All this time, I couldn’t find the words to express this feeling. I just said something like “a desire for something crazy and doomed.” I saw the problem a little, but I didn’t want to confront my mind and consciousness with it directly. I drifted along and observed what would happen next. Now I’m standing in front of her and I have an awful lot of questions.
Self-destruction is when you want to go deeper and deeper into the abyss and don’t stop because you don’t care or because you want to understand something? How awful do people feel who consciously self-destruct and aren’t afraid of losing anything in the end?
The scariest thing here is that if you want to destroy yourself in order to understand something, by the time you understand it, it may already be too late. It’s a fine line. There is a fine line between self-discovery and self-destruction. A fine line between “temporary” self-destruction and the end of your personality as a whole. A fine line, after which destruction, it may not be possible to recover.

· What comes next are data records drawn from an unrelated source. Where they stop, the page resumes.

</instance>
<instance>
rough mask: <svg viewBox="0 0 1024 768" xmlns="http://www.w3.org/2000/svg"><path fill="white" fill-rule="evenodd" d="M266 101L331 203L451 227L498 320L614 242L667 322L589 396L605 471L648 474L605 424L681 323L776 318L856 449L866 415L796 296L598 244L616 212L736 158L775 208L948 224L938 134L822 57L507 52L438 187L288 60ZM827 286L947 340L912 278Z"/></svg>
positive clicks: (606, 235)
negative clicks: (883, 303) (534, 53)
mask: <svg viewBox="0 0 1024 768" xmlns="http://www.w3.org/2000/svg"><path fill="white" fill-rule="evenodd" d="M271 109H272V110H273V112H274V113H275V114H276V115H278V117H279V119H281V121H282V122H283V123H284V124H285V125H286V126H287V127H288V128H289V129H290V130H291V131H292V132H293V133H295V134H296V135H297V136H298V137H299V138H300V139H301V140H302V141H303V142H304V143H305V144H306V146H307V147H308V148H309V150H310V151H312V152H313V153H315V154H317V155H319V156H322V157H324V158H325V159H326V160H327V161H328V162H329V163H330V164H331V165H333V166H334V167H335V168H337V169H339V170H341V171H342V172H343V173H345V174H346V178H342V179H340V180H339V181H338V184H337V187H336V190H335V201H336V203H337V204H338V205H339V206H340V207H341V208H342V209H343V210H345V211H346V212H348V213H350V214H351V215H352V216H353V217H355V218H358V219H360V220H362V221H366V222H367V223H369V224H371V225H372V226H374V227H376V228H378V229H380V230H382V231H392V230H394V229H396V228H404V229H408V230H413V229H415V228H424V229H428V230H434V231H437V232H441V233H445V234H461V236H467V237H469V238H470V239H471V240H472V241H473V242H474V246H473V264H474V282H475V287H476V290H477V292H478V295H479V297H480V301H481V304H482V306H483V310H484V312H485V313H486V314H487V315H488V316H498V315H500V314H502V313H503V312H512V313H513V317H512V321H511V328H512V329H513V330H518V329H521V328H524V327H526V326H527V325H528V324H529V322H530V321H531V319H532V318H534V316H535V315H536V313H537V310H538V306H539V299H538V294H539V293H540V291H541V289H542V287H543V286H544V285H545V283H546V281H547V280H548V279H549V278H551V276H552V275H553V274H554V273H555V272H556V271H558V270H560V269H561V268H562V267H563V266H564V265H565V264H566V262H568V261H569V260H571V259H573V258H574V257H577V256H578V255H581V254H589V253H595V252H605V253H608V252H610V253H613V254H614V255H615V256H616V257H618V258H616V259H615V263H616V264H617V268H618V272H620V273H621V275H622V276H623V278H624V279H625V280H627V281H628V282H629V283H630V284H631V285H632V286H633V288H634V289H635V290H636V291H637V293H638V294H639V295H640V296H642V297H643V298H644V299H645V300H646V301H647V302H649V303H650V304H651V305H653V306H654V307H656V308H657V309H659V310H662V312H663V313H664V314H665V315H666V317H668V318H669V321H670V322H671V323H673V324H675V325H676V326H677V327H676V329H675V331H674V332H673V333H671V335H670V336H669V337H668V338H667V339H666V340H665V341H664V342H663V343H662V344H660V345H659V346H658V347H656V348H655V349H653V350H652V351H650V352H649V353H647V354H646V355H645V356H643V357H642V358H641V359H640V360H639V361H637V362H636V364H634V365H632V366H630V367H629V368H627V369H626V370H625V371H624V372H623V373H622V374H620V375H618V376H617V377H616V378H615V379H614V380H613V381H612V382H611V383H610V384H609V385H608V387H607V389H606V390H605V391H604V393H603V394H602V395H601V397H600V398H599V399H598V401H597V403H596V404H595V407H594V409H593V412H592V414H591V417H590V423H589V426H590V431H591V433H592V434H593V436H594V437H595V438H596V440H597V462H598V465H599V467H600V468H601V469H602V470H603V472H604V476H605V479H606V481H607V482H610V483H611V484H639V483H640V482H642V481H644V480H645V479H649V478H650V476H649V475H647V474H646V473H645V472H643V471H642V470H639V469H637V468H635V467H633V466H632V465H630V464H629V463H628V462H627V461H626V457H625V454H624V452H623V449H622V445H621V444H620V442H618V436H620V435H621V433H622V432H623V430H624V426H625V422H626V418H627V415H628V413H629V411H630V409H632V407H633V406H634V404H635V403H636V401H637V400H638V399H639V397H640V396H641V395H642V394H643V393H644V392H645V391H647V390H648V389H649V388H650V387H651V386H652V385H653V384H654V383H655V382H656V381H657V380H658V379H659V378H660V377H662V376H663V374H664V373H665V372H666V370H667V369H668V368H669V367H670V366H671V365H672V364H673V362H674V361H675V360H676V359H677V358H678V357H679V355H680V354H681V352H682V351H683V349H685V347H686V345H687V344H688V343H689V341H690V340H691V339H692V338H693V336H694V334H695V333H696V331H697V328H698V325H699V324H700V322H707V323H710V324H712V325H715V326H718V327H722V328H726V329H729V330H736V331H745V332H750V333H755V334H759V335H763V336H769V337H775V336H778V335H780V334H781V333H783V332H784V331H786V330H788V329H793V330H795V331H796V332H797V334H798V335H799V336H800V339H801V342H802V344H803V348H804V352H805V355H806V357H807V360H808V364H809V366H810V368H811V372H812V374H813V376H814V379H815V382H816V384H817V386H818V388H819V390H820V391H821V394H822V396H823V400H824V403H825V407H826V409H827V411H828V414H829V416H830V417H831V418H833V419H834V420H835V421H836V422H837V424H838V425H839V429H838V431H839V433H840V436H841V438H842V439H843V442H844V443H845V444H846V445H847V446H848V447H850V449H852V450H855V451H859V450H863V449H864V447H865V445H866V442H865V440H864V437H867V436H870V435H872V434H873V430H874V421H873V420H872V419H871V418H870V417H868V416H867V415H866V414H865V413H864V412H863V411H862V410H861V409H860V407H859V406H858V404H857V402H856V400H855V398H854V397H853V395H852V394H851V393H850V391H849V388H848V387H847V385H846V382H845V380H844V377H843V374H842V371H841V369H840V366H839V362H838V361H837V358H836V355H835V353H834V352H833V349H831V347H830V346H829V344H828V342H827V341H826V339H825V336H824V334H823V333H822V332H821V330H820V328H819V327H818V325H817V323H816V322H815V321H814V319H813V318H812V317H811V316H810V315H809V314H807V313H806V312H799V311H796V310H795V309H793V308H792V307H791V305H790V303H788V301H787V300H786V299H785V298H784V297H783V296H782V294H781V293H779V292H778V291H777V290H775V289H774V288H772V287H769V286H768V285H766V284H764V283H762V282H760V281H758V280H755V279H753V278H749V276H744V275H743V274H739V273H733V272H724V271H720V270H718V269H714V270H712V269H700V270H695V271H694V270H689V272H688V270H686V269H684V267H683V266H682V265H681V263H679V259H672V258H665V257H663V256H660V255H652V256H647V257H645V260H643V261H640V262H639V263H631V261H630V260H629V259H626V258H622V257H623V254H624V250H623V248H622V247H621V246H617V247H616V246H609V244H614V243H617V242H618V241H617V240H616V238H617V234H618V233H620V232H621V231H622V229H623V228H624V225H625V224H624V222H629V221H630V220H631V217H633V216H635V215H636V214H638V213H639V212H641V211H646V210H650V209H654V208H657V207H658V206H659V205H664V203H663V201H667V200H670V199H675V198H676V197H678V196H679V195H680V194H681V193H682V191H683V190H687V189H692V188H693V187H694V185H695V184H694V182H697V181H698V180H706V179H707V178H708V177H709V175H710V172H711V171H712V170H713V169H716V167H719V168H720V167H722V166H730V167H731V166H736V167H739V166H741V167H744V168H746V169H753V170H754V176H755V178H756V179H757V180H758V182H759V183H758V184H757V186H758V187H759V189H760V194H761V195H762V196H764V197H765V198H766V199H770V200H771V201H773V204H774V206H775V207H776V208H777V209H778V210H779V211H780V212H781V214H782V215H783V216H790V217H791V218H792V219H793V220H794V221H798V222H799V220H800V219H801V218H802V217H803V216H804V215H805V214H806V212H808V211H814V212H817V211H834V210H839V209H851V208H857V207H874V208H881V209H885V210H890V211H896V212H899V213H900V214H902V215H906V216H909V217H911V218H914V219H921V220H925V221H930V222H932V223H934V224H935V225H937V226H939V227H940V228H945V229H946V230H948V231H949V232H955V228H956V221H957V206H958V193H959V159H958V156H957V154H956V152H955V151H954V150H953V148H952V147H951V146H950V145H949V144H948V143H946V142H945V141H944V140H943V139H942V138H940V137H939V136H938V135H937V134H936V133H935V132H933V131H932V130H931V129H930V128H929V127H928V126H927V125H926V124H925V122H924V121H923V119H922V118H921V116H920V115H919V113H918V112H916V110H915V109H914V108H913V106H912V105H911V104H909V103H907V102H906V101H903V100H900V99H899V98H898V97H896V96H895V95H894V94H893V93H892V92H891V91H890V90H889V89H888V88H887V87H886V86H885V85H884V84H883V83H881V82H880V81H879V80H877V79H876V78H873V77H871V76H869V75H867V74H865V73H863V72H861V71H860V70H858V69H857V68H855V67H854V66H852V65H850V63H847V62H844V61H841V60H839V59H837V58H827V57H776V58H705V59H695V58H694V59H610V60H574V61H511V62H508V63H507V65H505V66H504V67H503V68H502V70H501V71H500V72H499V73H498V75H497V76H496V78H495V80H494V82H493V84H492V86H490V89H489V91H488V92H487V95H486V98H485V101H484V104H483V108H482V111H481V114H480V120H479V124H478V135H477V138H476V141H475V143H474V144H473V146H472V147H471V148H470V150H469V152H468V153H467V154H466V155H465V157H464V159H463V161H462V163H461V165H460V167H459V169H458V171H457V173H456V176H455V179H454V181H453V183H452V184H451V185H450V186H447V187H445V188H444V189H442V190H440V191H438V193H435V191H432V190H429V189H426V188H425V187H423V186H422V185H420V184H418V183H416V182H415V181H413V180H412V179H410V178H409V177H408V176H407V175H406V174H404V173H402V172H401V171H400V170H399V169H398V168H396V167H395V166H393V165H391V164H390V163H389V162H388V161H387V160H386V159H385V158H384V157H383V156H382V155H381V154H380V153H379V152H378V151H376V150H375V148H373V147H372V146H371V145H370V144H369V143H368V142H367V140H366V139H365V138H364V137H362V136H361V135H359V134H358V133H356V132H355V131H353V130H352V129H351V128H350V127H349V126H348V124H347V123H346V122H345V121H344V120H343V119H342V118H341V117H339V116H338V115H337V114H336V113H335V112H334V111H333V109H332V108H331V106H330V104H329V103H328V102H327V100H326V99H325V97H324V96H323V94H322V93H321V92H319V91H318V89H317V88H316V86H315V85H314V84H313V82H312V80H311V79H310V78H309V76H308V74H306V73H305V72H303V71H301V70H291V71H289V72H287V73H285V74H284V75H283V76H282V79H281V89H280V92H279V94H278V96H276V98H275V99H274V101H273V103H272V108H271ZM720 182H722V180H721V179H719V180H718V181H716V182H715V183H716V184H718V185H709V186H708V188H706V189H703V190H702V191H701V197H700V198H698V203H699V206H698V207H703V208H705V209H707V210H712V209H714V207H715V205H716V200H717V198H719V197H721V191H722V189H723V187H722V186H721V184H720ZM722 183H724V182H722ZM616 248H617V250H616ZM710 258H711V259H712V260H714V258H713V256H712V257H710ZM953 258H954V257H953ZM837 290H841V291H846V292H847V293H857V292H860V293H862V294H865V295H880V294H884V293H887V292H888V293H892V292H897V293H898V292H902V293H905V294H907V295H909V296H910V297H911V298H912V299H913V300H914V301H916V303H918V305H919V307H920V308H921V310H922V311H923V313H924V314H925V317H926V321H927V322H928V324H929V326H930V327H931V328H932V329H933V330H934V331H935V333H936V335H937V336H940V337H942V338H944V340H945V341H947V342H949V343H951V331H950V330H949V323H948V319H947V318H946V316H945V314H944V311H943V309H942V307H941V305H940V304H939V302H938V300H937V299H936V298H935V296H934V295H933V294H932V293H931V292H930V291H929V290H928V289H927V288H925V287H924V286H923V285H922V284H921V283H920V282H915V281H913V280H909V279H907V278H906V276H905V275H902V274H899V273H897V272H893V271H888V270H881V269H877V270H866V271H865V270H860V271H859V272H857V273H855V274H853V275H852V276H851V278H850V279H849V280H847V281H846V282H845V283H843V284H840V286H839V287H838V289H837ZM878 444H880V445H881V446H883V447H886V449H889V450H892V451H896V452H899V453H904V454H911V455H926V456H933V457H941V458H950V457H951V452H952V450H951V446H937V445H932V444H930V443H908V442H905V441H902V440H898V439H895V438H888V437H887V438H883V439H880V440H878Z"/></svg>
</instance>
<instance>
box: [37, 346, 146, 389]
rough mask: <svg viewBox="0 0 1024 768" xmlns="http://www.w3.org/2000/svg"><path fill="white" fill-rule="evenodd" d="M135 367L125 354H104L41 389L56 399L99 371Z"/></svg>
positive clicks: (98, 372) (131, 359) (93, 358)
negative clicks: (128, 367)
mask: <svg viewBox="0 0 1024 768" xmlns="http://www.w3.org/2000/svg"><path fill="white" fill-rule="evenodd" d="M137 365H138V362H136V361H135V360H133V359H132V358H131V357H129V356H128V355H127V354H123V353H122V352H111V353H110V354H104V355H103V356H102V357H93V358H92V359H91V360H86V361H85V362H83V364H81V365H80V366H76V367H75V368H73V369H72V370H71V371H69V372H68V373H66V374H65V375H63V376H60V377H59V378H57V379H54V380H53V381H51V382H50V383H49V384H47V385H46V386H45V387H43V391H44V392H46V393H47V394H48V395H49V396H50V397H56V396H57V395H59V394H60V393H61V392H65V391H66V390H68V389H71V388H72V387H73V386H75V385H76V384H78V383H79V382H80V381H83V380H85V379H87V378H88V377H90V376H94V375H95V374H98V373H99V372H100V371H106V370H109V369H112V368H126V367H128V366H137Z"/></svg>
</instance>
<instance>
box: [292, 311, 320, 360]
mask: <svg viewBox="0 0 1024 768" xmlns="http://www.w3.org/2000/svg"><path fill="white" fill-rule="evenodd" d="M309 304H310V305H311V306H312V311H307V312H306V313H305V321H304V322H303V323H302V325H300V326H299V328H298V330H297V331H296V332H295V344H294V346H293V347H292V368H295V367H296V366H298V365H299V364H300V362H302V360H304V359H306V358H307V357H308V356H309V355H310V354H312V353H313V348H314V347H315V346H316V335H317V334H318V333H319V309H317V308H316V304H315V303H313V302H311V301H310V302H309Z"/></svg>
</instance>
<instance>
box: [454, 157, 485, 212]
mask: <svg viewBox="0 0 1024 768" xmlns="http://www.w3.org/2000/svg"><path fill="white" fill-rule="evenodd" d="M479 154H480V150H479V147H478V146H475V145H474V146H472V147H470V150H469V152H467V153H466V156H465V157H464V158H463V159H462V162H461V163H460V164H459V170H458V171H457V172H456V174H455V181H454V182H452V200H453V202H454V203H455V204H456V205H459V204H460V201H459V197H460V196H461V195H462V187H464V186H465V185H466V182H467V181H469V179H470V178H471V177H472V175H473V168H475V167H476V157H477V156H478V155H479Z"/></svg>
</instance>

Reality is disgusting and cruel. If you delve into it, you lose the meaning of life. If you see the world honestly and say everything you think honestly, and do what you want honestly, you will most likely lose everything. And sometimes you don’t want to show this honesty and desire to burn everything in your path to the world, because each of us has something we consider sacred. It could be a sister, parents, a significant other (who, if they find out what’s inside you, will then change beyond recognition). We are all responsible for something. How can we reconcile our reality with our “sacred” beliefs?
The tendency toward self-destruction. We all have it. But to what extent? And how deep is a person willing to sink? Is self-destruction a weakness fueled by hatred, or an unwillingness to live according to a predefined template of an ideal world and survival in it?